The thing about being Amish was that kids were not only allowed but encouraged to experience life beyond the confines of the community. There was even a name for it—rumspringa. Running around. Most youngsters came running back to embrace baptism and Plain life. Folks thought Caleb would spend his rumspringa the way most kids did—riding around in cars, smoking tobacco and weed, listening to loud music, going to shopping malls and movies.
Caleb had known he would be one of the small percentage of Amish kids who left for good. He knew he’d never join the church, never marry an Amish girl, never raise a family the way his brother was doing. He was forever yearning, one foot out the door, poised for flight. He wanted to see the ocean one day. Wanted to fly in a plane. To learn the calculus and study science and literature and things of that nature. He wanted to experience the world in all its messy, confusing glory.
Most of all, he wanted distance from his father.
Instead of partying, Caleb spent his time at the library. He learned to use books and computers as sophisticated information systems to find out all he could about anything imaginable.
That was how he’d eventually found his mother. A grueling bus ride had taken him to central Florida, where the air was so hot and muggy he could scarcely breathe. The town was nowhere near the ocean or the Gulf of Mexico, but hunched at the side of a highway that bisected the long, narrow state. His search ended at a street lined with modest houses surrounded by scrubby grass and trees decked with little orange bittersweet fruit called calamondin. He still remembered the expression on her face when she had opened the front door. Complete and utter shock had drained her cheeks of color, then blossomed into wonder.
“John?”
“Caleb,” he said. For the love of God, she couldn’t tell her sons apart.
“Who is it, Mom?” called a voice. A young girl came to the door. She stopped and stared at Caleb. Although he wore English clothes, she stared as if he were an alien from outer space.
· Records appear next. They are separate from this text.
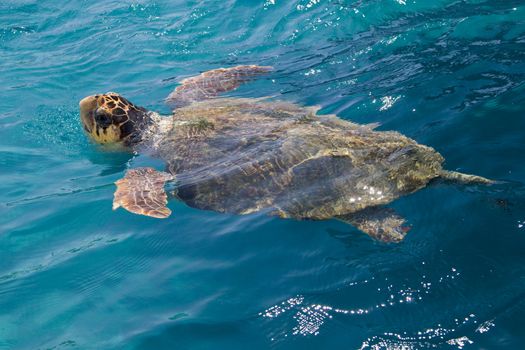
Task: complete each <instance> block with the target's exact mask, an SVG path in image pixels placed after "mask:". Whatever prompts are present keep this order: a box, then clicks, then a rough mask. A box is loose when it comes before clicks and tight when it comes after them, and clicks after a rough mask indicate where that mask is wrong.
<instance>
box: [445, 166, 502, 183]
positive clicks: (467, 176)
mask: <svg viewBox="0 0 525 350" xmlns="http://www.w3.org/2000/svg"><path fill="white" fill-rule="evenodd" d="M439 178H440V179H442V180H445V181H450V182H454V183H459V184H465V185H475V184H481V185H493V184H497V183H499V182H498V181H494V180H490V179H487V178H484V177H482V176H477V175H470V174H463V173H460V172H457V171H449V170H443V171H441V174H440V175H439Z"/></svg>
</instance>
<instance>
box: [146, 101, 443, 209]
mask: <svg viewBox="0 0 525 350" xmlns="http://www.w3.org/2000/svg"><path fill="white" fill-rule="evenodd" d="M154 144H155V147H154V149H153V153H154V155H155V156H158V157H160V158H162V159H164V160H165V161H166V162H167V163H168V166H167V169H168V171H169V172H170V173H172V174H174V175H176V185H177V191H178V197H179V198H180V199H182V200H183V201H185V202H186V203H187V204H188V205H190V206H193V207H196V208H201V209H209V210H215V211H219V212H232V213H241V214H246V213H251V212H255V211H259V210H268V211H269V212H271V213H273V214H276V215H279V216H282V217H294V218H313V219H326V218H331V217H335V216H338V215H344V214H348V213H354V212H357V211H359V210H362V209H364V208H367V207H371V206H377V205H382V204H386V203H389V202H391V201H392V200H394V199H396V198H397V197H399V196H400V195H403V194H407V193H411V192H414V191H416V190H418V189H420V188H422V187H424V186H425V185H426V184H427V183H428V181H429V180H431V179H432V178H435V177H437V176H439V173H440V171H441V170H442V167H441V164H442V162H443V158H442V157H441V155H440V154H439V153H437V152H436V151H435V150H434V149H432V148H431V147H427V146H423V145H419V144H417V143H416V142H415V141H414V140H412V139H409V138H407V137H405V136H403V135H401V134H399V133H397V132H390V131H387V132H378V131H374V130H372V129H371V128H370V127H367V126H362V125H358V124H354V123H351V122H348V121H344V120H342V119H340V118H337V117H336V116H335V115H317V108H315V107H301V106H298V105H295V104H292V103H287V102H279V101H268V100H264V99H215V100H207V101H202V102H197V103H193V104H191V105H189V106H186V107H183V108H179V109H176V110H175V111H174V116H173V120H172V123H169V124H168V125H166V130H164V133H160V134H159V135H157V136H156V140H155V141H154Z"/></svg>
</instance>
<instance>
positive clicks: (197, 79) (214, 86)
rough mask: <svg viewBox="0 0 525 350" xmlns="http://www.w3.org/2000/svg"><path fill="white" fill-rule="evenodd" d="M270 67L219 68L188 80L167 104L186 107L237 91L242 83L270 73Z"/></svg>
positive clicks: (253, 66) (174, 90)
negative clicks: (228, 93)
mask: <svg viewBox="0 0 525 350" xmlns="http://www.w3.org/2000/svg"><path fill="white" fill-rule="evenodd" d="M272 69H273V68H272V67H270V66H256V65H249V66H236V67H232V68H218V69H213V70H210V71H207V72H204V73H202V74H200V75H197V76H195V77H191V78H186V79H184V80H182V81H181V85H179V86H177V88H176V89H175V90H174V91H173V92H172V93H171V94H169V96H168V97H167V98H166V103H167V104H168V105H169V106H170V107H171V108H172V109H175V108H178V107H184V106H187V105H189V104H191V103H192V102H194V101H202V100H207V99H210V98H213V97H216V96H217V95H219V94H220V93H223V92H227V91H231V90H235V89H236V88H238V87H239V86H240V85H241V84H242V83H244V82H247V81H249V80H251V79H254V78H256V77H258V76H259V75H262V74H266V73H268V72H270V71H271V70H272Z"/></svg>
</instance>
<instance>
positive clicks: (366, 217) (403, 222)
mask: <svg viewBox="0 0 525 350" xmlns="http://www.w3.org/2000/svg"><path fill="white" fill-rule="evenodd" d="M337 218H338V219H340V220H342V221H344V222H347V223H349V224H350V225H352V226H355V227H356V228H358V229H359V230H361V231H363V232H364V233H366V234H368V235H369V236H370V237H372V238H374V239H377V240H378V241H382V242H396V243H397V242H400V241H402V240H403V238H405V236H406V234H407V232H408V231H409V230H410V226H406V225H404V224H405V222H406V220H405V219H404V218H403V217H401V216H399V215H398V214H397V213H396V212H395V211H394V210H393V209H390V208H384V207H370V208H366V209H363V210H361V211H358V212H356V213H352V214H346V215H341V216H338V217H337Z"/></svg>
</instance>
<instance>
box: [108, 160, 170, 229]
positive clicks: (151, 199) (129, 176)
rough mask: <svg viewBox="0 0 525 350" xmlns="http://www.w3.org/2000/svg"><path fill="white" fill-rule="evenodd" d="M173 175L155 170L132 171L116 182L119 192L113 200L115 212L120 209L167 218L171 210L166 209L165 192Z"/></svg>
mask: <svg viewBox="0 0 525 350" xmlns="http://www.w3.org/2000/svg"><path fill="white" fill-rule="evenodd" d="M172 179H173V176H172V175H171V174H168V173H165V172H161V171H157V170H155V169H153V168H137V169H130V170H128V171H127V172H126V175H125V176H124V178H122V179H120V180H118V181H117V182H115V184H116V185H117V190H116V191H115V195H114V198H113V210H115V209H117V208H118V207H123V208H124V209H126V210H128V211H130V212H132V213H135V214H141V215H146V216H151V217H154V218H160V219H162V218H167V217H168V216H170V214H171V210H169V209H168V208H167V207H166V204H167V202H168V197H167V195H166V192H165V191H164V184H165V182H166V181H169V180H172Z"/></svg>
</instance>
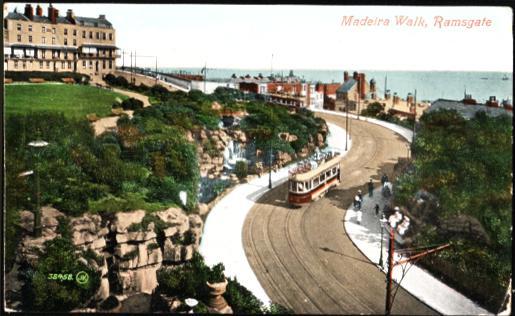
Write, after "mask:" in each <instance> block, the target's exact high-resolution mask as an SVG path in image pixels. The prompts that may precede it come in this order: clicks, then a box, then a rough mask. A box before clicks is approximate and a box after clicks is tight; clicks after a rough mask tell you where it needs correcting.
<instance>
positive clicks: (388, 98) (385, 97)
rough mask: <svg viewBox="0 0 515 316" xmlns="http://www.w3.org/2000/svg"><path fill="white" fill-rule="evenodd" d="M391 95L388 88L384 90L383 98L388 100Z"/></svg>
mask: <svg viewBox="0 0 515 316" xmlns="http://www.w3.org/2000/svg"><path fill="white" fill-rule="evenodd" d="M391 97H392V95H391V93H390V90H386V91H385V92H384V99H385V100H390V98H391Z"/></svg>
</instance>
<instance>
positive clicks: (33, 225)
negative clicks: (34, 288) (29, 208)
mask: <svg viewBox="0 0 515 316" xmlns="http://www.w3.org/2000/svg"><path fill="white" fill-rule="evenodd" d="M60 217H64V214H63V213H61V212H59V211H58V210H56V209H55V208H53V207H49V206H45V207H42V208H41V237H38V238H34V237H33V235H32V234H33V230H34V213H32V212H30V211H21V212H20V226H21V227H22V228H23V230H24V232H23V237H22V241H21V243H20V246H19V250H18V252H17V258H16V261H17V262H18V263H21V262H23V261H27V262H29V263H30V264H31V265H36V264H37V259H38V256H39V255H38V252H39V251H44V248H45V246H44V244H45V242H46V241H48V240H52V239H54V238H55V237H57V236H58V235H59V233H58V232H57V226H58V225H59V218H60Z"/></svg>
Mem leaned her back against the doorframe and tipped back her head, looking up at the sky and then closing her eyes.
He’d scarcely remembered her face. There were no photographs of her. He used to try drawing the image he had of her in his mind, but the picture never turned out. Now he saw Hannah in the curve of her cheek and in the wavy blond hair. He saw Jonah in the bright blue eyes and the busy hands.
She mouthed some words, but no sound came out. Her legs seemed to give out and she slid down to the mat, hugging her knees up to her chest. A dry sob heaved from a place deep inside her, and then the floodgates opened.
He remembered this from his childhood. Mem used to cry a lot. The girl—Caleb later learned her name was Nancy—backed away, her eyes round with fright. “Mom,” she said. “Mommy, what’s the matter?”
“You’d best pull yourself together, Mem,” Caleb said in Deitsch.
Maybe the sound of the old dialect caught her attention. She took in a deep breath and picked herself back up. Caleb pushed open the door. “Let’s go inside.”
He entered the strange house. It had a vinyl floor and shabby furniture, and it smelled of something damp, like mildew. The girl called Nancy sat on a barstool in the corner, and Mem took a seat at the end of the sofa. Caleb stood in the doorway, waiting. He crossed his arms over his chest. “We woke up one morning and you were gone,” he said.